New Orleans is particularly vulnerable to flooding because of its low elevation, according to the University of Wisconsin-Eau Claire. Only about half of the city is above sea level — a drop from what once was 100 percent, per The Atlantic, which cited human interference as a primary reason for why the city has sunk. A 2016 NASA study also said “natural geologic” factors played a part.

“When New Orleans was being constructed they ran out of good land. To make more room, engineers drained swamplands around the area so they could continue expansion. This drainage led to subsidence,” stated Wisconsin-Eau Claire, noting subsidence is “sinking or settling to a lower level, in this case, it was the earth’s surface sinking lower in relation to sea level.”

Even some of the city’s first settlers — primarily in New Orleans’ French Quarter, the original part of the city — knew to build their homes on elevated land. Those with the “means and resources” built homes on “prime real estate” — or on lots roughly 10 feet about sea level, the U.S. Federal Emergency Management Agency (FEMA) writes in its “History of Building Elevation in New Orleans.”
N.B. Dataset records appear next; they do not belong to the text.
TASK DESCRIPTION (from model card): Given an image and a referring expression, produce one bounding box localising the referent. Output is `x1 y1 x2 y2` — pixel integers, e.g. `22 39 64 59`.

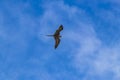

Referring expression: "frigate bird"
46 25 63 49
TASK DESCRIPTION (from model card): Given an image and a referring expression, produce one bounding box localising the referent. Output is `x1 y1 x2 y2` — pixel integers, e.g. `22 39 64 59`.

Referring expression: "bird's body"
46 25 63 49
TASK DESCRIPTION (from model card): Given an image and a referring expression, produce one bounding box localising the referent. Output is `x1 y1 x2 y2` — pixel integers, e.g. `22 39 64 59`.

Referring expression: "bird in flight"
46 25 63 49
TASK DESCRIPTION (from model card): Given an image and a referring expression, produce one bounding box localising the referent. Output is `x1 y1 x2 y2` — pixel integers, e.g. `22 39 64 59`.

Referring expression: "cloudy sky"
0 0 120 80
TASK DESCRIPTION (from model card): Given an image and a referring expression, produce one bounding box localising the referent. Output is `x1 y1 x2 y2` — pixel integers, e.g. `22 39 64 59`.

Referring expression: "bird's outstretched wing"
54 37 60 49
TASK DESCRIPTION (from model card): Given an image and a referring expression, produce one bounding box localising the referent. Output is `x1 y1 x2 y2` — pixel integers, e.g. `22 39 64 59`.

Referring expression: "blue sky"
0 0 120 80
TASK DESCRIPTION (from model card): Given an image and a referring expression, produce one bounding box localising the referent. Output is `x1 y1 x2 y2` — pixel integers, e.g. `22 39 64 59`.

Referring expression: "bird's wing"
54 25 63 35
54 37 60 49
58 25 63 31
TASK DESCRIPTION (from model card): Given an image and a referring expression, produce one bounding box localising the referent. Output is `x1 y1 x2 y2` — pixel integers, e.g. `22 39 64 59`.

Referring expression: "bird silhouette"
46 25 63 49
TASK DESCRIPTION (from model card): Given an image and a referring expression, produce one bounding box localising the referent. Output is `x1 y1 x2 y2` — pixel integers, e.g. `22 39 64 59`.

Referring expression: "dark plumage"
53 25 63 49
46 25 63 49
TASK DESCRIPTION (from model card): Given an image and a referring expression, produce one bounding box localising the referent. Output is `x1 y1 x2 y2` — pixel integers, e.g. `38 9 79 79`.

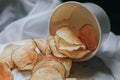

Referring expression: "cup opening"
49 2 101 61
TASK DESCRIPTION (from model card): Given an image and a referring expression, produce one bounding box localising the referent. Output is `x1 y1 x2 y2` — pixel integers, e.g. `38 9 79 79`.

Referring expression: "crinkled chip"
49 39 67 58
0 44 18 68
59 49 90 59
32 59 66 77
12 41 37 70
30 67 65 80
0 62 14 80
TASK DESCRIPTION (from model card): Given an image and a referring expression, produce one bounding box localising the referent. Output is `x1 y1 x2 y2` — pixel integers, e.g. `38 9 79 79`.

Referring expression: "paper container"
49 1 110 61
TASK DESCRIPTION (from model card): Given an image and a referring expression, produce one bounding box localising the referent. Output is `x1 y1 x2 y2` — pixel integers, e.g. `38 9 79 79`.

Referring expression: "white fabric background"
0 0 120 80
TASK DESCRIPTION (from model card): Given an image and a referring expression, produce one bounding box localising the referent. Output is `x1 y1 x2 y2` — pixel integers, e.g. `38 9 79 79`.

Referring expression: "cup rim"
49 1 102 61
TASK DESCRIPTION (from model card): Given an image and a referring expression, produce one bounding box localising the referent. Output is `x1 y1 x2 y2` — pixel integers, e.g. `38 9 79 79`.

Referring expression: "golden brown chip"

“Even during its very beginnings, New Orleans’ residents understood the value of land elevated above the flood-prone land they had chosen to call home,” the agency adds.

Levee construction 

In 1719, the first levee was built in New Orleans. The first of many along the Mississippi, those who constructed it were aware of the “supreme importance of elevated or at least protected ground in the city,” per the FEMA report.

But the construction of levees would later contribute to subsidence.


The city is situated between the levees along the Mississippi River and those around Lake Pontchartrain. This, according to the University of Wisconsin-Eau Claire, creates a “bowl” effect in the city. Essentially, once water gets in, it’s hard to remove.

Vanishing wetlands and barrier islands 

New Orleans is also prone to flooding because the city is susceptible to storm surges, or “the abnormal rise in seawater level during a storm,” according to the National Ocean Service. It’s measured by how high the water reaches from the normal astronomical tide.

Wetlands and barrier islands serve as natural defenses against storm surges. In fact, “for every mile of continuous wetlands, a storm surge can be reduced by three to eight inches,” per the university.

“Wetlands are naturally replenished every year by sediment from a flooding river” if these areas are undisturbed, the university added. But Wetlands and barrier islands near New Orleans have disappeared at “an incredible rate” due to human interference.


“Dams upriver from the city have caused the amount of sediment in the river to be reduced by up to 67 [percent],” the university claims.

“Along with that, the levees built around New Orleans to protect it now divert the river’s flow much further out into the Gulf of Mexico, meaning that much of the remaining sediment is washed out to sea, and not deposited in either the wetlands or the barrier islands. These factors are denying nature’s best defenses their replenishment, and causing them to disappear.”

In fact, every hour and a half, Louisiana loses about a football field’s worth of land, The New Yorker claimed in a March report.

The Associated Press contributed to this report.